The importance of standards
In Davis we almost lucked out. Last year our Natural Resources Commission developed and sent to our City Council a proposed ordinance that would have flexibly mandated on-site renewable energy for new buildings and buildings undergoing major renovation. Had the ordinance been in place while the city was negotiating concessions with the land developer, negotiating positions would have been reversed, and the city would have been in a position to consider how best to apply its standard. Instead, the usual horse trading between local government and land developers used the usual bargaining chips.

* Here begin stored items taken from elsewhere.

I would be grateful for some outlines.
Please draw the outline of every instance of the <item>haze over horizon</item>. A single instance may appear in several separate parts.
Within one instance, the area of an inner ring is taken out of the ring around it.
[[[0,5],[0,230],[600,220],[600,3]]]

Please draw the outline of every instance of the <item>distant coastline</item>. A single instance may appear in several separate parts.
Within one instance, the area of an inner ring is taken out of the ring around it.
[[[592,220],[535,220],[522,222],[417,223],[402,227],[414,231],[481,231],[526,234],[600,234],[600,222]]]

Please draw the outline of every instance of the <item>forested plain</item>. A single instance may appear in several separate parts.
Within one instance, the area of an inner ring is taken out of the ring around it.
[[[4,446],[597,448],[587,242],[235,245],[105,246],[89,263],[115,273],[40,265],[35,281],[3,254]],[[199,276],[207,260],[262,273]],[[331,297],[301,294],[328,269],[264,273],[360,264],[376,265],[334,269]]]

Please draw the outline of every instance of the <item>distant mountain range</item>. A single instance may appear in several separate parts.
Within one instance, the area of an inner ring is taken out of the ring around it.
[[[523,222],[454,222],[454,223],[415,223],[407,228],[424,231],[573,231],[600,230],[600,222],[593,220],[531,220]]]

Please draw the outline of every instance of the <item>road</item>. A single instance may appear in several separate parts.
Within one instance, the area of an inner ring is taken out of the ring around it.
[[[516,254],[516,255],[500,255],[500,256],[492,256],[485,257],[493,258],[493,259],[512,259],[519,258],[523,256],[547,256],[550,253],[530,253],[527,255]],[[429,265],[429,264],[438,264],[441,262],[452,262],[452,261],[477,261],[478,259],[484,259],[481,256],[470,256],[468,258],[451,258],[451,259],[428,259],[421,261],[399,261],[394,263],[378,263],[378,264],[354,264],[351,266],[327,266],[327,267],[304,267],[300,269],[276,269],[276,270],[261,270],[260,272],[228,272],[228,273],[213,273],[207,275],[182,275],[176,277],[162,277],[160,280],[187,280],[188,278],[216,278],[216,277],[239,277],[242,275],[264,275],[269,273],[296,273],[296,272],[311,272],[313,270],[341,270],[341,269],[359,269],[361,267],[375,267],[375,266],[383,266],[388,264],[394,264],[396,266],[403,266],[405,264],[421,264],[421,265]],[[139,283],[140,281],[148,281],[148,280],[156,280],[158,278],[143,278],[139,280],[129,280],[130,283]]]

So, one thing we learned the hard way is the importance of standards. Not just for Davis, but for all communities facing the need to account for energy in an economic and environmental sustainability context. It seems doubtful that eventual state net zero standards will do more than codify the energy efficiency metrics of new net zero buildings. New building energy usage profiles depend as much on occupant numbers and behavior as design. Specifying the sizes of solar arrays for “net zero” will be a long and contentious process. It may be better to de-emphasize net zero standards and focus more on standards for net positive and net negative buildings, both new and retrofit. In the trade-offs and balancing between net positive and net negative lies much of the potential to accelerate progress toward overall carbon neutrality.
This suggest an urgent need for a more comprehensive and pragmatic approach to net metering. Net zero is a standard that needs to be achieved on the average, not building by building. Some buildings can be net negative if others are sufficiently net positive. Our experience sizing a solar array for our home suggests that a lot of homes and commercial buildings can easily be highly net positive. This should not be news. Even in Germany where annual solar resources are less productive, “feed in tariffs” have been very effective in capturing net positive electricity. The only thing standing in the way in the US is the lack of tariffs for net positive buildings. Let’s get to work on this!
A community's unshaded roofs and parking areas are not just an energy resource but a sustainability resource that in most cases is vastly underutilized. Even in Davis where local solar installations already account for 3% of our electricity usage, we are just getting started. But we probably won’t get far without standards.
Our city is taking first steps toward owning its own electricity distribution infrastructure. This may be the key to making maximum economic use of our unshaded roofs parking areas and brownfield sites. The ability to feed net positive electricity into the local grid will accelerate the rate at which we can deploy cost effective solar and shrink our carbon footprint. By a lot. Every roof or unshaded area that is fully used will mean a comparable area of agricultural or undisturbed land that won't be needed for energy generation.
20th century US electric utility models are a big stumbling block. In Davis our hopes for net positive electricity and virtual net metering standards may be dimmer than for other communities that are already being served by publicly owned utilities. There is growing interest in new utility business models. Publicly owned municipal utilities are in a position to take the lead in creating new business models. When they do, “integrated resources enabling sustainable communities” will be a reality, not just IRESN’s tag line.